Canto della mela rossa #5

È solo acqua, non è niente. Ma io ho paura. Sei solo sudato fradicio, non vuol dire che tu abbia paura. Preme la fronte contro il suo torace, sente la bocca sulla nuca. 
Chiude gli occhi. Il temporale scroscia sulle tapparelle abbassate della finestra senza vetro.
 Il vetro è stato rotto da un pugno. La mano ha perso sangue, ma non è stata fasciata. L’acqua gocciola sul davanzale e sul muro sotto la finestra.
 La pozzanghera sul pavimento va allargandosi.
 Sul pavimento sono ammucchiati vecchi giornali: la carta e l’inchiostro si sciolgono nell’acqua.
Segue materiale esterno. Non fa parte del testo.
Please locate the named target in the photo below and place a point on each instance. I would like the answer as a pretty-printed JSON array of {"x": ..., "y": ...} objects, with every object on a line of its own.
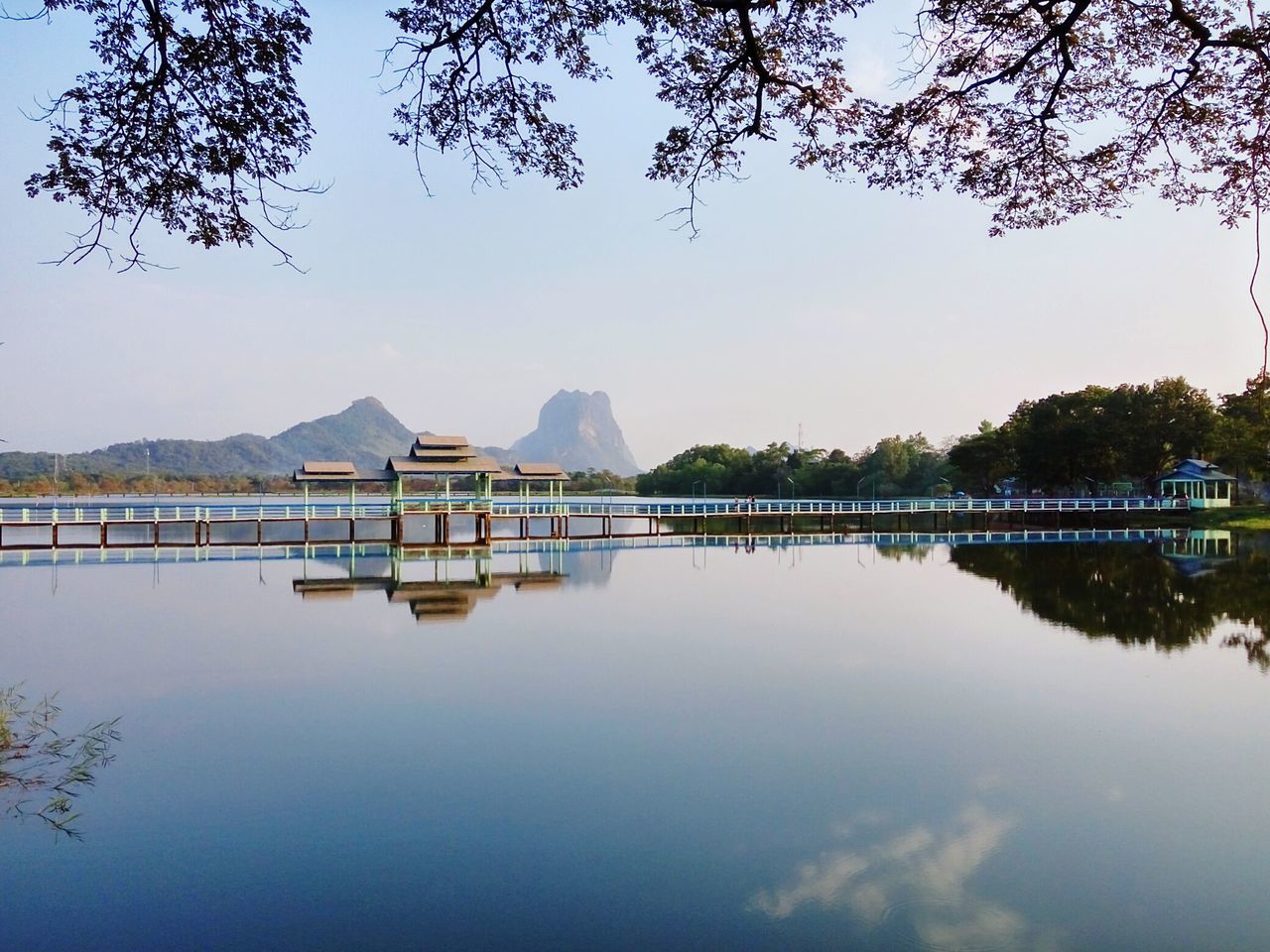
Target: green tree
[
  {"x": 983, "y": 458},
  {"x": 193, "y": 118}
]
Perché la mamma non ci vuole più bene? Perché noi non ci meritiamo il bene della mamma, forse. Una sirena squarcia l’acqua al di là della finestra. Io continuerò a volerle bene. Le braccia aderiscono alla pelle verticalmente, scivolando in direzioni opposte, mentre qualcosa cigola.
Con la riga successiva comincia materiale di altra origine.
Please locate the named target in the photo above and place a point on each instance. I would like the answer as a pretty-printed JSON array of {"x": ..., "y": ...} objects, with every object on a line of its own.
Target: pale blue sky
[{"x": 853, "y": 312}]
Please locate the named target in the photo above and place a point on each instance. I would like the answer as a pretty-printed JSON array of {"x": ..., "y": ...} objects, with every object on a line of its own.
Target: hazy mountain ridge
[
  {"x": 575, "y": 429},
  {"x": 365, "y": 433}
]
 Il rumore sembra vicino. Sul soffitto qualcosa inizia a gocciolare. La luce della strada filtra sulle lenzuola come circonferenze di un lampione sul punto di fulminarsi.
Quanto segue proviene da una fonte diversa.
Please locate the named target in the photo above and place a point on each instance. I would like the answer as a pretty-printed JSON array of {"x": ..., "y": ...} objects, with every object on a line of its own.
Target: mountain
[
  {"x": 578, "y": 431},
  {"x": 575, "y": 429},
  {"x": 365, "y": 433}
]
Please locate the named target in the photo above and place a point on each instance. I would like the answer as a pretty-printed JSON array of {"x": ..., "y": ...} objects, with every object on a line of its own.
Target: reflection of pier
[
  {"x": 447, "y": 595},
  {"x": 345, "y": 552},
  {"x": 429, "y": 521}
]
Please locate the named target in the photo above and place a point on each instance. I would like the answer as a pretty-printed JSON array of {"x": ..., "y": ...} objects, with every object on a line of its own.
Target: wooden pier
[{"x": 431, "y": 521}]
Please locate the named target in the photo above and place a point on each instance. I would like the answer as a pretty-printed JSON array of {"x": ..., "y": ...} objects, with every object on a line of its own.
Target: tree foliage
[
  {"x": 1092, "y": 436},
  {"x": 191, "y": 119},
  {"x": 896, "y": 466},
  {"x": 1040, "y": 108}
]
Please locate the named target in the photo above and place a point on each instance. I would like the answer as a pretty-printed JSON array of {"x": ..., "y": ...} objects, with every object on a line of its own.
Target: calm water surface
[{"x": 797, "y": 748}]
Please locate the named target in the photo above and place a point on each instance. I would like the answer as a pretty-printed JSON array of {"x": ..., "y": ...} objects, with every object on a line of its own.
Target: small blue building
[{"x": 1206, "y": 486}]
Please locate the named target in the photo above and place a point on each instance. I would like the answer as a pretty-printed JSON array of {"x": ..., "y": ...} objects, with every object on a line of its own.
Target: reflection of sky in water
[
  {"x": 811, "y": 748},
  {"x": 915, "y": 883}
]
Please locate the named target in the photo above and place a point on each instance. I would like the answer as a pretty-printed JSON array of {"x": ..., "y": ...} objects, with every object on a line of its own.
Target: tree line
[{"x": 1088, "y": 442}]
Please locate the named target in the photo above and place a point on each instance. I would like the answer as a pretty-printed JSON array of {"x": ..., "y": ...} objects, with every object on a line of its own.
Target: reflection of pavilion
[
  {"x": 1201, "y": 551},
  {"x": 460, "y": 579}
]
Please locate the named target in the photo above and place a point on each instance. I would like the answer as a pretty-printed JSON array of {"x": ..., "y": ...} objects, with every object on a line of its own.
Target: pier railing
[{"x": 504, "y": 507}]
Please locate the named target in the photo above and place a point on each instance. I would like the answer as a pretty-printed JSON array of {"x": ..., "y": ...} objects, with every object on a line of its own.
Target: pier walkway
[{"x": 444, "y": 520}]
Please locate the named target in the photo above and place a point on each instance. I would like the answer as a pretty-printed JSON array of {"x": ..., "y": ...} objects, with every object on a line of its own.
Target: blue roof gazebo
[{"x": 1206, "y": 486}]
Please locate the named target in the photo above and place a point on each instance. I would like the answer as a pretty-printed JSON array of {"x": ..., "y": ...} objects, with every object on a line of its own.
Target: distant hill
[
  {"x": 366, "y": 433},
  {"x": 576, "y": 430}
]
Sai, ho fatto un incubo. Da quando mamma ci ha salutato per sempre, faccio questo incubo. I capelli di lui fra le sue labbra. Racconta. Sicuro? Sì, sono sicuro. Okay. Allora, sono seduto su una pietra bianca e quadrata. C’è una fontana, ma non la vedo. È sotto di me. Sono in una foresta e c’è la nebbia. Sono solo e non so dove andare. Rimango seduto sulla pietra bianca e quadrata. Mi metto a dondolare i piedi, così, per fare qualcosa. Sento che se non faccio qualcosa divento una pietra bianca e quadrata. Io non voglio diventare una pietra bianca e quadrata, ma non appena mi metto a dondolare i piedi, la nebbia si dirada e appare un cavallo nero con una mela rossa in bocca. Voglio scappare, però le gambe dondolano e basta, si sono incantate, non posso correre. Cado a terra. Le gambe dondolano perché lo decide il cavallo nero con la mela rossa in bocca. E come fai a saperlo? Il cavallo nero con la mela rossa in bocca è più potente di me. Hai sentito quel tuono? Ecco, lui è molto più potente di me e di quel tuono. Devo mangiare la mela rossa, ma se mangio la mela rossa succede qualcosa di terribile. Ad esempio? Non lo so, ma qualcosa di terribile. Il cavallo nero mi fissa e comincia a diluviare. Si avvicina con un balzo e mi tira una musata qui, nello stomaco, e fa molto male, credo si sia tipo spappolato. Poi mi volta con la faccia in alto, mi schiaccia la guancia con uno zoccolo, piega il collo muscoloso, e mi spinge la mela rossa giù nella gola. Le gambe non dondolano più. Il cavallo nero è sparito. Al suo posto c’è uno stomaco che spunta dalla terra. Adesso sono io il cavallo nero con la mela rossa in bocca e sono condannato a errare per la foresta finché non trovo qualcuno a cui far ingoiare la mela rossa.
Credi di essere quel cavallo, adesso? Ne ho la quasi certezza. I capelli di lui fra le sue labbra. Respira. Senti, d’ora in poi ingoierò la mela rossa per te, errerò per la foresta finché non troverò qualcuno a cui far ingoiare la mela rossa. Sicuro? Sì, sono sicuro. Okay. Perché piangi? Non è niente, è solo acqua.